Previous: Multi-scanning, Up: Arrays



7.11 Sorting Array Values and Indices with gawk

The order in which an array is scanned with a `for (i in array)' loop is essentially arbitrary. In most awk implementations, sorting an array requires writing a sort function. While this can be educational for exploring different sorting algorithms, usually that's not the point of the program. gawk provides the built-in asort and asorti functions (see String Functions) for sorting arrays. For example:

     populate the array data
     n = asort(data)
     for (i = 1; i <= n; i++)
         do something with data[i]

After the call to asort, the array data is indexed from 1 to some number n, the total number of elements in data. (This count is asort's return value.) data[1] <= data[2] <= data[3], and so on. The comparison of array elements is done using gawk's usual comparison rules (see Typing and Comparison).
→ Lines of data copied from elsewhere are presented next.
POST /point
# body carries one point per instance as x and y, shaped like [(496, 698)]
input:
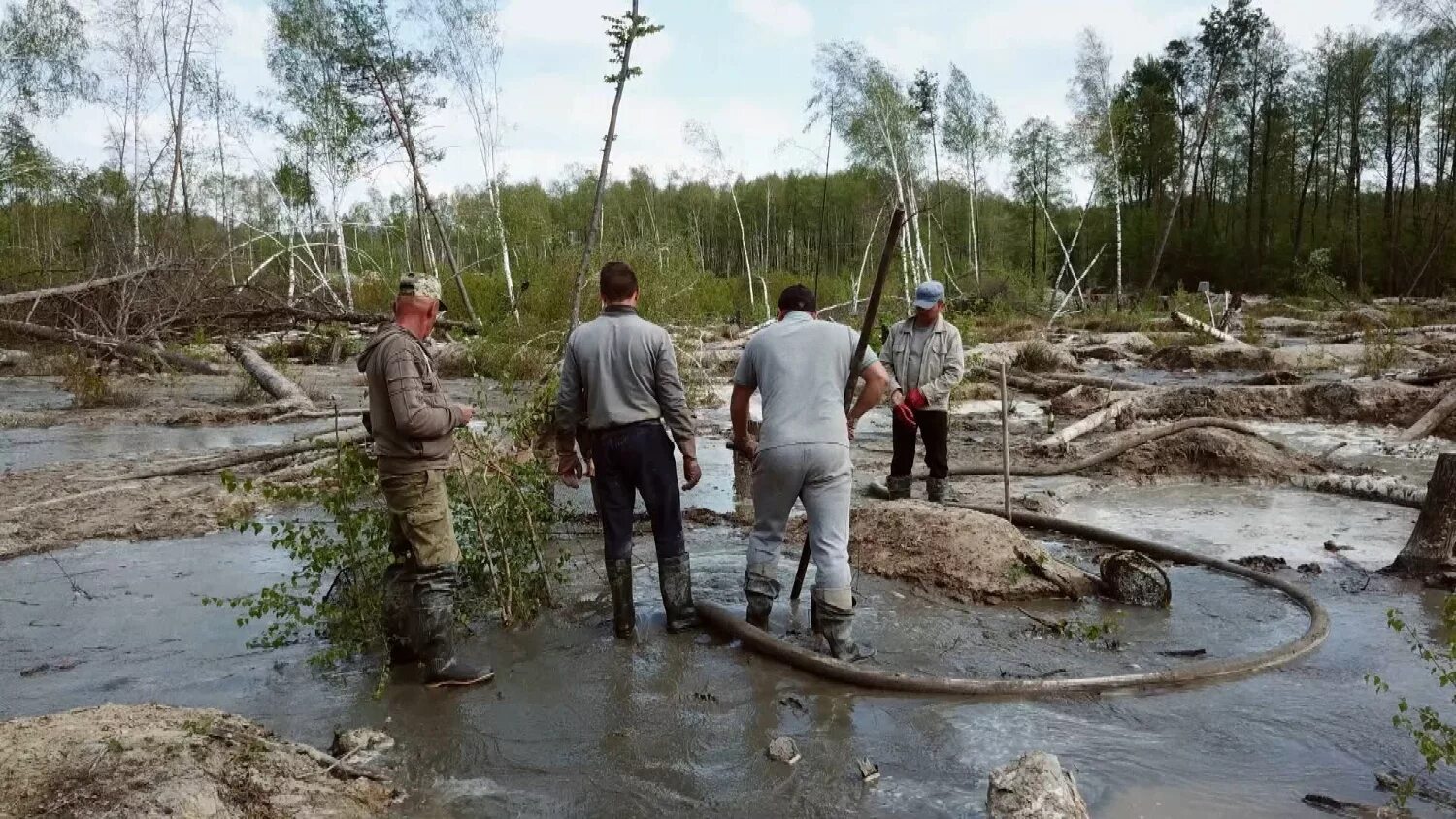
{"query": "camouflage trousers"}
[(419, 527)]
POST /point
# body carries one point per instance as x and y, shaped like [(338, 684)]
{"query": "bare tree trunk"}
[(1432, 547), (602, 180)]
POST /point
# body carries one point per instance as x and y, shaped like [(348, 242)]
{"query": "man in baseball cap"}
[(926, 361)]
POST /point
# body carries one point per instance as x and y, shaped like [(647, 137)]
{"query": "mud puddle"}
[(34, 446), (582, 725)]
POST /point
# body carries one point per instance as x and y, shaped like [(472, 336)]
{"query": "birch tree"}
[(975, 131)]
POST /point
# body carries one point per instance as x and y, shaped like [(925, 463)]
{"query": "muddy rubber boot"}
[(399, 611), (760, 588), (899, 486), (938, 490), (836, 623), (676, 579), (623, 612), (434, 600)]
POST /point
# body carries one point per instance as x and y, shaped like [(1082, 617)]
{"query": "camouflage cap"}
[(427, 287)]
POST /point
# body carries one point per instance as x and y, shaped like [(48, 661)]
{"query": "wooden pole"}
[(897, 223), (1005, 445)]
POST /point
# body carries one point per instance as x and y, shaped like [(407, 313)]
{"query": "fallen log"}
[(1432, 419), (238, 457), (274, 383), (73, 288), (130, 349), (1085, 425), (1208, 329)]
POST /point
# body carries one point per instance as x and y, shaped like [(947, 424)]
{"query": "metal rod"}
[(1005, 445), (865, 328)]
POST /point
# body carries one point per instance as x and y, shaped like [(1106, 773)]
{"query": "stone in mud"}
[(1136, 579), (1034, 787), (969, 556)]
An important side effect of calling asort is that the array's original indices are irrevocably lost. As this isn't always desirable, asort accepts a second argument:

     populate the array source
     n = asort(source, dest)
     for (i = 1; i <= n; i++)
         do something with dest[i]

In this case, gawk copies the source array into the dest array and then sorts dest, destroying its indices. However, the source array is not affected.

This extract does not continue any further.